In Defense of Home Schooling

The Proletarian, a School Teacher himself, on the positives of home schooling:

As Jason Taylor stated, if done well by parents in a well organized system, students can benefit more than they would in a traditional school. Taylor mentioned many of the flaws and distractions I have observed in high schools: A de-emphasis on academics and rigor for social development and self-esteem, flooding the halls with unmotivated students that force instruction to be altered, grouping students of mixed academic abilities in the same classes that force instructors to cater to the low, and schools sacrificing academic time for non academic matters. I wonder if schools fear creating an academic culture that require students to commit to rigor, even if that means earning a “C.” Well, I have decided to do my part.

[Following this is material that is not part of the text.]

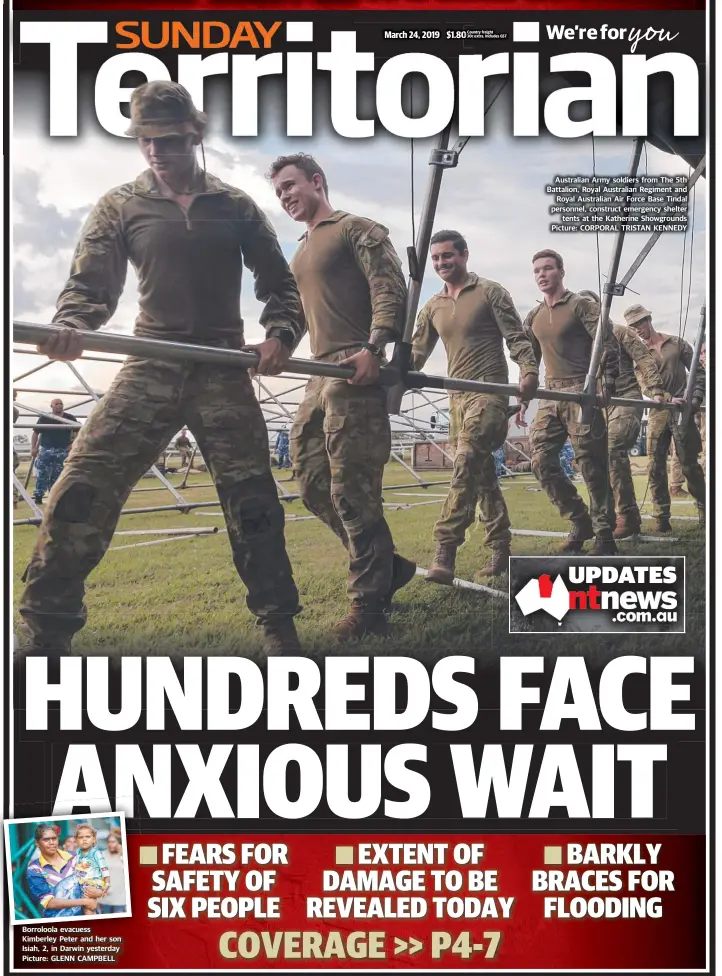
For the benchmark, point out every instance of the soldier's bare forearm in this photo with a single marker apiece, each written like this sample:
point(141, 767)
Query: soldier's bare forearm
point(380, 337)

Although, many students will contend that my courses are very difficult…I do not think so.

I am not sure why, but schools believe they must continue outdated practices. Why do schools have bells? Why do they have constant announcements being made that interrupt the flow and quality of classes? Why do we teach students that academics are important, but not that important? Research shows that if you give students a smaller learning environment they will learn more; if that is true, why do so many public and private schools place too many students in a room designed for fewer students? Why not spend more and go small? Here is why: politicians and administrators do not teach. Maybe there is something to this homeschooling thing.

It’s a hard debate, whether we should be focusing on home schooling or not. Like Carson, I worry about Religious fundamentalists not providing their children with enough science information. I worry about extreme bias. But, then, is that worse than being just one of 40-50 kids in a classroom that is falling apart from lack of funding? Is it worse that not having books, and being focused more on the social aspects of the school environment than on the substance of learning? I don’t know. I can’t decide.

But, his point about politicians and administrators who aren’t teachers is dead on. They haven’t a clue what it means to get children to actually learn, benifit, and excell from their education.

Maybe instead of constantly electing lawyers to public office, we should start electing more teachers.